I attended the workshop on November 9th where tutors Alex, Juan, and Kristen presented. Alex focused his presentation on the group of the elementary school students that he worked with once a week in improving their vocabulary. He demonstrated the importance of semantics through the activities that he conducted in his tutoring sessions. Examining relationships of words with one another was how he was able to successfully aid in enlarging the students’ vocabulary. He spoke about how his students were able to derive the meaning of a word they had never come across before by paying particular attention to the different parts of the word and connecting the meanings of the individual parts together. For example, he taught them suffixes and prefixes, which served as a beginning point for deconstructing a particular word; he would then would ask them what associations they could make and then to connect the parts of the word together. The end result would be an additional word to add to the students’ vocabulary and students excited about figuring out a word that they did not know its meaning just mere minutes before.
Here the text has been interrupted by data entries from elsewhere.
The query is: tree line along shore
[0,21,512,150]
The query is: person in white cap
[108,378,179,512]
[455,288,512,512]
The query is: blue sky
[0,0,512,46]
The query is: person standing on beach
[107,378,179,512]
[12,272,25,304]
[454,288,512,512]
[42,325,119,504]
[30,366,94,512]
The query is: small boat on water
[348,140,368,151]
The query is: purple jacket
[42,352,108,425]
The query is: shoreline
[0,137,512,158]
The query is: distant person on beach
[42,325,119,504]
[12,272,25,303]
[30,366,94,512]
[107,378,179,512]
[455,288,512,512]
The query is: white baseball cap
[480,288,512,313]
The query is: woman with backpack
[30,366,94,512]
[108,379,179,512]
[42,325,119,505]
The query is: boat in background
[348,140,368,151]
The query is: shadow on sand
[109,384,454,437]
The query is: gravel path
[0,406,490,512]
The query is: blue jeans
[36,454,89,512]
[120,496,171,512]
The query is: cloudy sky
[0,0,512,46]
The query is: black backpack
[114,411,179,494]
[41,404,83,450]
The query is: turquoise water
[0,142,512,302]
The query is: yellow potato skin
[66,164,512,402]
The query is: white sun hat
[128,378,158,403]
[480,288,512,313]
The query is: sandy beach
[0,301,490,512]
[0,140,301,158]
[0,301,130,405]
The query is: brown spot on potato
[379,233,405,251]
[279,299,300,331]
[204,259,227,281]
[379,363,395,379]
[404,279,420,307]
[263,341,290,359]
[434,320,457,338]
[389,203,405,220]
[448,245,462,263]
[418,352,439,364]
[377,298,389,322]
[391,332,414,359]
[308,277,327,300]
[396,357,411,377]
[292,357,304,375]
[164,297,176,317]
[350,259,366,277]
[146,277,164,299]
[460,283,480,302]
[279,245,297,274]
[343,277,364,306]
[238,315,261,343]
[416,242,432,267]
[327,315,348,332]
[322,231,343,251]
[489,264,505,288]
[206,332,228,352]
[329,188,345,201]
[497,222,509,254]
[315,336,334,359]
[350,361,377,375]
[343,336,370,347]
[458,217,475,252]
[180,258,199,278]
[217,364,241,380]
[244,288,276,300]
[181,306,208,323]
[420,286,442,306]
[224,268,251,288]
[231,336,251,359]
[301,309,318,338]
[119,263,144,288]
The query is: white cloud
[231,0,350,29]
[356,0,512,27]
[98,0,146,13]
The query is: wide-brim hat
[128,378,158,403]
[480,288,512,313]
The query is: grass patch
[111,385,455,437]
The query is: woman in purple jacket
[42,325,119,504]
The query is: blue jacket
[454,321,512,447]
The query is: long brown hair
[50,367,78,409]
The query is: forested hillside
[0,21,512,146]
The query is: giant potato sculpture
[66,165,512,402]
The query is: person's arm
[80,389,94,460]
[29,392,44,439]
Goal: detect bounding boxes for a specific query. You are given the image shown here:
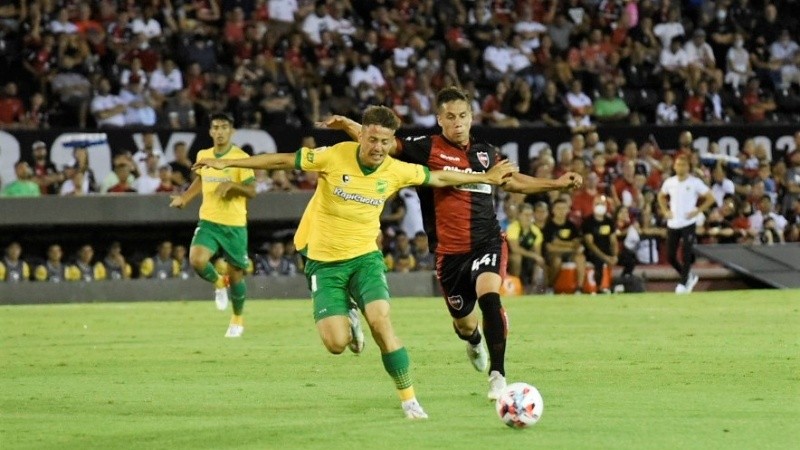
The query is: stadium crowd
[0,0,800,129]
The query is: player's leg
[667,228,686,294]
[436,254,489,372]
[350,252,428,419]
[189,220,228,310]
[220,227,250,337]
[471,240,508,400]
[306,260,352,355]
[681,225,700,292]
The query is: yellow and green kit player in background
[170,113,256,337]
[196,106,516,419]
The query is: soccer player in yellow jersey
[196,106,516,419]
[170,113,256,338]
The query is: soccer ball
[495,383,544,428]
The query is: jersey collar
[356,144,386,175]
[212,144,233,159]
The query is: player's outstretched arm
[169,176,203,208]
[503,172,583,194]
[428,161,519,187]
[315,115,361,139]
[192,153,295,170]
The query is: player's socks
[231,280,247,316]
[478,292,508,376]
[381,347,414,394]
[195,262,225,288]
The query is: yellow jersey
[197,145,255,227]
[294,142,430,262]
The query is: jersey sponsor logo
[203,177,233,183]
[447,295,464,311]
[472,253,497,272]
[478,152,489,169]
[333,188,383,206]
[438,153,461,162]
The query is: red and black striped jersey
[395,135,500,255]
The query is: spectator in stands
[118,76,157,127]
[411,231,436,271]
[133,131,164,175]
[169,141,195,188]
[542,199,586,292]
[742,78,777,123]
[656,89,681,125]
[172,245,196,280]
[506,203,547,292]
[31,141,64,195]
[0,82,25,129]
[255,241,297,276]
[581,195,619,292]
[133,154,162,194]
[91,78,127,128]
[103,241,132,280]
[164,89,197,128]
[534,81,569,127]
[725,33,755,92]
[139,241,180,280]
[748,194,789,235]
[592,82,638,124]
[769,29,800,89]
[0,161,42,197]
[564,79,594,133]
[711,162,736,208]
[33,244,67,283]
[0,241,31,283]
[67,244,106,282]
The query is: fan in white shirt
[658,155,714,294]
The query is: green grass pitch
[0,290,800,450]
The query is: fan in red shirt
[325,87,583,399]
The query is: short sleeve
[395,136,432,165]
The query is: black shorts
[436,236,508,319]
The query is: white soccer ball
[495,383,544,428]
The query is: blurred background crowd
[0,0,800,130]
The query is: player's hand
[214,182,234,198]
[314,115,351,130]
[192,159,228,171]
[169,195,186,209]
[486,160,519,185]
[558,172,583,190]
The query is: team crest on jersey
[478,152,489,169]
[447,295,464,311]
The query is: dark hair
[436,86,469,109]
[208,112,234,127]
[361,106,400,130]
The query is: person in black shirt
[581,195,619,289]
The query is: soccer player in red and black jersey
[323,87,583,400]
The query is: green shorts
[305,251,389,322]
[192,220,250,270]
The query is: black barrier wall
[0,125,800,186]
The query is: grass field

For tutoring college-level students, a tutor doesn’t necessarily have to play a game but still enforce the importance of semantics. I have had students ask me what a particular word means; instead of just telling them, I ask them what they think it might mean in the context of the sentence that the word is situated in. I also ask them what comes to mind when they read that particular word; in having the students go through such a process, there is a greater chance they will retain their memory of it and can thus add it to their vocabulary, hopefully making use of it in their future writings.
Juan was the second presenter, who spoke about how he was inspired to write poetry in one of his English classes last year. He had read a sonnet that made him seem poetry in a completely different light, emphasizing the power of poetry. Juan also shared two of the sonnets that he himself had written, presenting another aspect of poetry as spoken word. Spoken word unveils the emotional weight held by the words of a poem, allowing the audience to feel the images presented. Evoking strong emotions in people is a significant effect of poetry; I encouraged my students to try to produce a similar effect in their writing. If a writer is able to cause a stir of emotions in his or her audience, the writer’s ideas will leave a stronger impression on the readers.
The third presenter was Kristen Beatty, who used the novel The Poisonwood Bible by Barbara King to emphasize the importance of word choice in literature. She spoke about how one word versus another can drastically alter the meaning of a sentence, which can cause a serious misinterpretation of the author’s point. While a reader may never be entirely sure what an author exactly intends to convey, word choice is important in obtaining the closest understanding of the author’s intention. Kristen spoke about the importance of word choice in literature, but I find it useful to think about the importance of word choice in the real world. With my students, I found it helpful to relate an important writing issue to real situations; I ask them to think about a specific life situation in which using the wrong word can lead to drastically different outcomes.
Overall, all three presentations provided a different angle to work from with my students, which helped increase their understanding of the importance of various writing skills.